10-11 Aralık 1999’da Helsinki Zirvesi gerçekleşir. Nihai Başkanlık Bildirgesi imzalanmadan önce, 10 Aralık’ta, Türkiye’ye adaylık statüsü vermesini de içeren taslak metin açıklanır. 11 Aralık’taki Başkanlık Bildirgesi’ne değişmeden girecek olan bu taslak metinde hem Kıbrıs hem de Türkiye, “Genişleme Süreci” başlığı altında değerlendirilmiştir. Diğer aday ülkelerle birlikte Kıbrıs’ta katılım müzakereleri ile ilgili olarak kaydedilen önemli mesafeden söz edilmekte, aynı zamanda 3 Aralık’ta Kofi Annan’ın girişimiyle New York’ta başlayan görüşmelerin desteklendiği ifade edilmektedir.

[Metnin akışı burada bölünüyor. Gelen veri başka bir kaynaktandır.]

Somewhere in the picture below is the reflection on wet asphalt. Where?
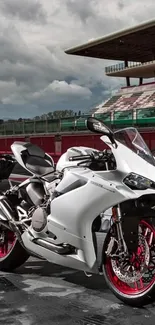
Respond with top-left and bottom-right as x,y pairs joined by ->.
0,258 -> 154,325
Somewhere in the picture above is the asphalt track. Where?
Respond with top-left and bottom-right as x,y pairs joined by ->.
0,257 -> 155,325
0,176 -> 155,324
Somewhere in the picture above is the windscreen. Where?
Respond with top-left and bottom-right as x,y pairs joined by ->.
114,127 -> 155,166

Kıbrıs ile ilgili en önemli ifade, varılacak bir siyasi çözümün Kıbrıs’ın AB’ye katılımını “kolaylaştıracağı” ama herhangi bir çözüm olmadığı taktirde de AB Bakanlar Konseyi’nin bu, bir “önşart” olmaksızın “ilgili bütün etmenleri” dikkate alarak karar vereceğini ortaya koyan ifadedir. Türkiye ise “Diğer adaylarla aynı kriterler temelinde Birliğe tam üye olmaya yönelmiş bir aday ülke” olarak tanımlanmaktadır. Bu çerçevede Türkiye için bir katılım öncesi stratejisi hazırlanacak, Türkiye’nin Topluluk programlarına katılımı sağlanacak, siyasi ve ekonomik kriterleri yerine getirme konusunda kaydettiği ilerleme sürekli olarak izlenecektir. Türkiye’nin adaylığının resmen ilan edildiği paragrafta Kıbrıs’la ilgili doğrudan biri ifadeye yer verilmemekle birlikte, “Katılım Öncesi Stratejisi’nin, Türkiye’nin siyasi kriterleri yerine getirme konusunda insan hakları ve 4 ve 9(a) paragraflarında ifade edilen hususlar da dahil olmak üzere atacağı adımların özellikle altını çizen genişletilmiş siyasi diyalogu içerdiği” söylenmektedir. Uzun ve karmaşık bir cümle olmakla birlikte, genişletilmiş siyasi diyalogun siyasi kriterleri oluşturduğu, siyasi kriterlerin, insan hakları meselesinin yanı sıra 4 ve 9(a) paragraflarındaki konuları da kapsadığı anlaşılmaktadır. 4. paragraf, sınır ihtilafları ile ilgili bir maddedir. AB’ye aday 
ya da üye ülkelerin kendi aralarındaki sınır anlaşmazlıklarını 2004’e kadar çözmeleri, aksi taktirde Adalet Divanı’na başvurmaları tavsiyesinde bulunmaktadır. 

Bu madde doğrudan,

Türkiye ve Yunanistan arasında Ege adaları ve karasuları nedeniyle çıkan sorunlara gönderme yapmaktadır. 9(a) paragrafı ise, “3 Aralık’ta New York’ta başlamış olan müzakerelerden ötürü duyulan memnuniyet ve Birleşmiş Milletler Genel Sekreteri’nin çabalarının desteklendiği” yönündeki ifadelere yer veren paragraftır. Böylece AB, Kıbrıs’ta çözümü doğrudan bir önşart olarak Türkiye’nin önüne koyan sözcüklerden kaçınmış, ancak “siyasi kriterler” adı altında Kıbrıs sorununun çözümüne ilişkin olarak başlamış müzakerelere atıfta bulunarak, Kıbrıs meselesinin Türkiye’nin üyeliği için bir önşart haline gelmesini dolaylı bir ifadeyle sağlamıştır. 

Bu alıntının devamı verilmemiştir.